13. In artikel 2.3.9, eerste lid, van de Wmo 2015 staat dat het college periodiek onderzoekt of er aanleiding is een beslissing als bedoeld in artikel 2.3.5 of 2.3.6 te heroverwegen.
In artikel 2.3.6, eerste lid, van de Wmo 2015 staat dat indien de cliënt dit wenst, het college hem een persoonsgebonden budget verstrekt dat de cliënt in staat stelt de diensten, hulpmiddelen, woningaanpassingen en andere maatregelen die tot de maatwerkvoorziening behoren, van derden te betrekken. In het tweede lid van deze bepaling staat dat een persoonsgebonden budget wordt verstrekt, indien:
a. de cliënt naar het oordeel van het college op eigen kracht voldoende in staat is te achten tot een redelijke waardering van zijn belangen ter zake dan wel met hulp uit zijn sociale netwerk of van zijn vertegenwoordiger, in staat is te achten de aan een persoonsgebonden budget verbonden taken op verantwoorde wijze uit te voeren;
b. de cliënt zich gemotiveerd op het standpunt stelt dat hij de maatwerkvoorziening als persoonsgebonden budget wenst geleverd te krijgen;
c. naar het oordeel van het college is gewaarborgd dat de diensten, hulpmiddelen, woningaanpassingen en andere maatregelen die tot de maatwerkvoorziening behoren, veilig, doeltreffend en cliëntgericht worden verstrekt.

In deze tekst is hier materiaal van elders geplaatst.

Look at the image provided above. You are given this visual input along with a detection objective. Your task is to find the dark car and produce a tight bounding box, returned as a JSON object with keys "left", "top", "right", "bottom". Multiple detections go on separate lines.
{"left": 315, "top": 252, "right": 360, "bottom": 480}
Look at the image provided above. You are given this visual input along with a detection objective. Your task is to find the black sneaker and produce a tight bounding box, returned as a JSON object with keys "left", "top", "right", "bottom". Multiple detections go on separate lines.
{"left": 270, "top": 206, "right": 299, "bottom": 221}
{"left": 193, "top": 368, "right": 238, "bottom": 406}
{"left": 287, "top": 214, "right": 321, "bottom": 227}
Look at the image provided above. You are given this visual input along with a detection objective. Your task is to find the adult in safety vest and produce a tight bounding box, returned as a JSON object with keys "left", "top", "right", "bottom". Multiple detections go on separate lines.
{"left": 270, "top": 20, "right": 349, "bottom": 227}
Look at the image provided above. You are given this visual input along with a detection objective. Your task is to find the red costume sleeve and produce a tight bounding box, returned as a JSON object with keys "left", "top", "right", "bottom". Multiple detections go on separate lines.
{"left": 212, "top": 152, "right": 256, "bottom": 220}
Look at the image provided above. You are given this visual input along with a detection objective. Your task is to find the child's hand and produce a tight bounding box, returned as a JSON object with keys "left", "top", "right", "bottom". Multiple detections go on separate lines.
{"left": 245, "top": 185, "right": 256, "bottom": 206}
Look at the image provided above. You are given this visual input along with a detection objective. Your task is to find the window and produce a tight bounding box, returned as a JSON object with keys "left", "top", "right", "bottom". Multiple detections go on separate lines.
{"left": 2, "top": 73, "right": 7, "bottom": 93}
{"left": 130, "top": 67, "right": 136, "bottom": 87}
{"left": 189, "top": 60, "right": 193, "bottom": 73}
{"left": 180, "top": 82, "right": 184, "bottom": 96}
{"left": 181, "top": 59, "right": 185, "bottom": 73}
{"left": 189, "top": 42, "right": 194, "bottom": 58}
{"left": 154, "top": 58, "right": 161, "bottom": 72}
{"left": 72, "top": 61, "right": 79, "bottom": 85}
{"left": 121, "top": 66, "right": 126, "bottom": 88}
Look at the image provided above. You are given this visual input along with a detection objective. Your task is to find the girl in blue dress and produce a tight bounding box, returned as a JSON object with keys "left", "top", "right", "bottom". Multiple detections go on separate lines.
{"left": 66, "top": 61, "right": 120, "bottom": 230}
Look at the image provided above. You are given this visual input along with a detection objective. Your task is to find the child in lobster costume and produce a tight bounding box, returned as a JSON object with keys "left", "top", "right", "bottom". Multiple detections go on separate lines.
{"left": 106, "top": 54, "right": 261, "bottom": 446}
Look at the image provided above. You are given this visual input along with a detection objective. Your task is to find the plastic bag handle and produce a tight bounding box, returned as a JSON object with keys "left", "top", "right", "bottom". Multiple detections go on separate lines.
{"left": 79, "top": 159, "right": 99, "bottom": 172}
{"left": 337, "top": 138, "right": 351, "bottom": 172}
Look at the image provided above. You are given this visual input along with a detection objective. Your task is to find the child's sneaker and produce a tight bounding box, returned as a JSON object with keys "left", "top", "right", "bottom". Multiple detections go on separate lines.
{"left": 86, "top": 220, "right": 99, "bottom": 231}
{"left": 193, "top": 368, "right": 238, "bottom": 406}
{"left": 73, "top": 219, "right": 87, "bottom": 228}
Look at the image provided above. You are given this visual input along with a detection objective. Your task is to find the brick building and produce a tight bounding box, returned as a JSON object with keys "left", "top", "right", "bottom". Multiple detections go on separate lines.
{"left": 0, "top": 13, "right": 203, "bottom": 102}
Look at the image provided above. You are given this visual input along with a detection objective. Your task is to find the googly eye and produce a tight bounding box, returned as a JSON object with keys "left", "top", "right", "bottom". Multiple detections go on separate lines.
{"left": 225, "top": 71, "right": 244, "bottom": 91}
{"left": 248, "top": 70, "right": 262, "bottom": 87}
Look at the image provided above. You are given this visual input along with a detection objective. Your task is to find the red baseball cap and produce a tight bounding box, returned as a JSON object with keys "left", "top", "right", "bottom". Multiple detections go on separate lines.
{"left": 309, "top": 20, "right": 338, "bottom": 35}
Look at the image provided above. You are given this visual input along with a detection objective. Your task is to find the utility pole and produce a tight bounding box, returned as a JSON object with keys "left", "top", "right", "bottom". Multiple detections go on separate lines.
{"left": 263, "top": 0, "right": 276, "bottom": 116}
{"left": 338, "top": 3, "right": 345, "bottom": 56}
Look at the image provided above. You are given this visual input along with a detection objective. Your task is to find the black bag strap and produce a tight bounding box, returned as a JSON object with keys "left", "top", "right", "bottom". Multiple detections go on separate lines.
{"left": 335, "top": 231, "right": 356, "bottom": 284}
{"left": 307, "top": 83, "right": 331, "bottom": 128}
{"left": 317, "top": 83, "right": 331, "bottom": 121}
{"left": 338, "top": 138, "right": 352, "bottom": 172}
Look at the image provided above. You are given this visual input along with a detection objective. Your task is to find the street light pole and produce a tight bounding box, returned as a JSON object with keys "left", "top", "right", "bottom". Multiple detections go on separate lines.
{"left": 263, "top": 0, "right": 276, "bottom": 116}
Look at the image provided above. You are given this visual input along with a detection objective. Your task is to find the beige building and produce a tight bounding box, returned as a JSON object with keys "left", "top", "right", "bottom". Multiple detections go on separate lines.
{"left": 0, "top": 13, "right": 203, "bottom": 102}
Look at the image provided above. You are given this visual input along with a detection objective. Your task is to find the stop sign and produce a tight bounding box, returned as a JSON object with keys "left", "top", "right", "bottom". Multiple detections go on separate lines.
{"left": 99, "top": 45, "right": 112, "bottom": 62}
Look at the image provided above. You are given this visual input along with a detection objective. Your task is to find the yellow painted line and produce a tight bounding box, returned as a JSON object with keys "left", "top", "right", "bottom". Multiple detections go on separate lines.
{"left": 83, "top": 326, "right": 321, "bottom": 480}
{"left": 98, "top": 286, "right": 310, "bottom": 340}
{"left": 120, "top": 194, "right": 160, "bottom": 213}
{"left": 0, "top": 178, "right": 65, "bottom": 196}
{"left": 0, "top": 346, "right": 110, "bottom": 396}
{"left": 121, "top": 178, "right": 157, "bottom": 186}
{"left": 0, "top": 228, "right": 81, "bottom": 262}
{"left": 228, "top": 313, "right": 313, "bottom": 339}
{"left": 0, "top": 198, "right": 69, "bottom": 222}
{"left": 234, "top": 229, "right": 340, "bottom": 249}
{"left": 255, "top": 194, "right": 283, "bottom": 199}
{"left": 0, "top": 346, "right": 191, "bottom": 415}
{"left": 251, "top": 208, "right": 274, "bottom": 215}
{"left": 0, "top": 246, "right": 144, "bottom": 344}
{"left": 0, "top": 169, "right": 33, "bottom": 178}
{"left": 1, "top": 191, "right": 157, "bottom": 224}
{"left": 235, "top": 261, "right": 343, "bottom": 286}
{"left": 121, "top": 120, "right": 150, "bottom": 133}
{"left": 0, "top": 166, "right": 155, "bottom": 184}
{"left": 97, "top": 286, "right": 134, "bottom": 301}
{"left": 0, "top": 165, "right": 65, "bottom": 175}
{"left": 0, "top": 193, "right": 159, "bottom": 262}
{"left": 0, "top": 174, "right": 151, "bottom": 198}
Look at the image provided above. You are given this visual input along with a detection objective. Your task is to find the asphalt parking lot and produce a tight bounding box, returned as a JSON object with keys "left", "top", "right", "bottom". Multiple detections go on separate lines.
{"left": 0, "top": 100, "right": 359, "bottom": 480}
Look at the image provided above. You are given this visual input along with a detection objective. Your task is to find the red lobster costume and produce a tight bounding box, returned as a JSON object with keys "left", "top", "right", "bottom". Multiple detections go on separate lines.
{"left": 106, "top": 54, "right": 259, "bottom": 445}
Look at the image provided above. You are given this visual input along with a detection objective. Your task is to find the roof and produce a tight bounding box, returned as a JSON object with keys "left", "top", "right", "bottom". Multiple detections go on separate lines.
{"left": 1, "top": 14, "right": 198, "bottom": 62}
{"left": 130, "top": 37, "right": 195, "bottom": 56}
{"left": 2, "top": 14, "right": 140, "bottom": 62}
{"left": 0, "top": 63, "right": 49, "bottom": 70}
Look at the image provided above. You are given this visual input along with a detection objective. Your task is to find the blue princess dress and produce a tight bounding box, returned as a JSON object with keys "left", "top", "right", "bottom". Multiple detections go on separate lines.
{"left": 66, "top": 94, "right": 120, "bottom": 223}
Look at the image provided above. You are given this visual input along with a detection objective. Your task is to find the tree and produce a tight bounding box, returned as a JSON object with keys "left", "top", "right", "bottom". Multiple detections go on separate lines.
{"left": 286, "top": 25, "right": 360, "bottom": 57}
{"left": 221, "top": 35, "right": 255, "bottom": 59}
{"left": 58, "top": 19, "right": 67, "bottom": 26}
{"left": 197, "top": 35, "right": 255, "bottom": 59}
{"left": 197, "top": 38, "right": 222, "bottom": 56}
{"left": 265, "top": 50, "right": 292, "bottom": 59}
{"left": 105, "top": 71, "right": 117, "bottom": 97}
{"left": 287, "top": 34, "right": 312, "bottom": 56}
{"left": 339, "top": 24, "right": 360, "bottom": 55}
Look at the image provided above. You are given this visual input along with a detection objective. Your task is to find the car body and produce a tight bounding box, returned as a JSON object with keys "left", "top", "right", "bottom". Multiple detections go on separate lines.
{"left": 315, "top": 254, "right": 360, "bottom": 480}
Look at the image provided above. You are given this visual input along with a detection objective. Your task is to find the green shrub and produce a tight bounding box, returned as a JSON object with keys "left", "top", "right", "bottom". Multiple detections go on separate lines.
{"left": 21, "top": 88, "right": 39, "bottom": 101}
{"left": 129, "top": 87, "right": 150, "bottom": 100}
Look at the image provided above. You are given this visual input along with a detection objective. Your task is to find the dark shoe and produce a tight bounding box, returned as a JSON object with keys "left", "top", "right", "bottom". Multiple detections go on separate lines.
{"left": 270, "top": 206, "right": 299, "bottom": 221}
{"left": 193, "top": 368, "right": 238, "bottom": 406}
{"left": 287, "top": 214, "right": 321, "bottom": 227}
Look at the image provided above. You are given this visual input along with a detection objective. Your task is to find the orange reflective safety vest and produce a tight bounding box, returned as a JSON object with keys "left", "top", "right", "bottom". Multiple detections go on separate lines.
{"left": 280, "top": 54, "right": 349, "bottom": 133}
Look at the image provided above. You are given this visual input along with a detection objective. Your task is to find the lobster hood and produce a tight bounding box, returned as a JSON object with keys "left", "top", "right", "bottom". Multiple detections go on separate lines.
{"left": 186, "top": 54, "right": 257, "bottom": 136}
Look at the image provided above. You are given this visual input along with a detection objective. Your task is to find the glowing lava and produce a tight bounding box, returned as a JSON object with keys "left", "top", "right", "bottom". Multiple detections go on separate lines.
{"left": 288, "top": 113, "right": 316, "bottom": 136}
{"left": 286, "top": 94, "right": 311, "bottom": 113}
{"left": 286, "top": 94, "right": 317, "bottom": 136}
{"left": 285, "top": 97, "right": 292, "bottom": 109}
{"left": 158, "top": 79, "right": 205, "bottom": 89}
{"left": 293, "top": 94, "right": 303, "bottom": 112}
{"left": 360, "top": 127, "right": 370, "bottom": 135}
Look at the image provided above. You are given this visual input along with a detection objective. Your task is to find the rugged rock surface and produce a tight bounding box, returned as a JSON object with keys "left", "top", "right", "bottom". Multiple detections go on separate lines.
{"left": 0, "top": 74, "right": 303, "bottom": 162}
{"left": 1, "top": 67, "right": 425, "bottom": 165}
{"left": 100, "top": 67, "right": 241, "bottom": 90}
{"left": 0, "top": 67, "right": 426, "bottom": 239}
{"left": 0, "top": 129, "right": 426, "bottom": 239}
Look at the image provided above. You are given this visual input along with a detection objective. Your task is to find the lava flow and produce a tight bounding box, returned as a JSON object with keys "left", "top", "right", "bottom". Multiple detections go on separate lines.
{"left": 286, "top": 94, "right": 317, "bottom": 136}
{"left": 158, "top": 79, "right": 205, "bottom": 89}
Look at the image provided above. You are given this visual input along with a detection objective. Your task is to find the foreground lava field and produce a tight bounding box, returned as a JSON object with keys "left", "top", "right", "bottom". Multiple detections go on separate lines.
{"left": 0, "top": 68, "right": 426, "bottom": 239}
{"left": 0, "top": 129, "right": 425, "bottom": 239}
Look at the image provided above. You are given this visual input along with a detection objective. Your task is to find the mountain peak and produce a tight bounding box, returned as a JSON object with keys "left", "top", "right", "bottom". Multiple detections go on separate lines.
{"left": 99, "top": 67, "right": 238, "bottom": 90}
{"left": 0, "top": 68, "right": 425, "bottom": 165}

14. Verweerder stelt zich op het standpunt dat eiser desgevraagd informatie moet verstrekken zodat verweerder kan bepalen of de gevraagde hulp in de vorm van een pgb of ZiN moet worden verstrekt. Het is ook van belang om te kunnen evalueren welke doelen en taken er de afgelopen periode zijn gehaald en hoe het met de ontwikkeling van eiser is gegaan. Er wordt door eiser geen antwoord gegeven op de door verweerder gestelde vragen en heeft volstaan met een verwijzing naar een voorgaande aanvraag. Daarmee kan niet worden volstaan. Bovendien is in het advies van MO-zaak van 12 december 2019 geadviseerd om individuele begeleiding uit te laten voeren door een professional, derhalve ZiN. Zoals verweerder ter zitting heeft toegelicht en ook in het ondersteuningsplan voor 2020 is vermeld, heeft verweerder na het advies van de MO-zaak van 12 december 2019 besloten om ter overbrugging tijdelijk een pgb voor individuele begeleiding toe te kennen, maar daarna was het de bedoeling om conform het advies de individuele begeleiding op basis van ZiN toe te kennen. Ook daarom was van belang dat eiser de moeite nam om de door verweerder gestelde vragen te beantwoorden, ondanks dat kort geleden ook een aanvraag was ingediend en toegelicht. Eiser heeft onvoldoende gemotiveerd waarom – anders dan MO-zaak adviseert – een pgb voor hem het meest passend is en waarom eiser geen genoegen neemt met ZiN, aldus verweerder.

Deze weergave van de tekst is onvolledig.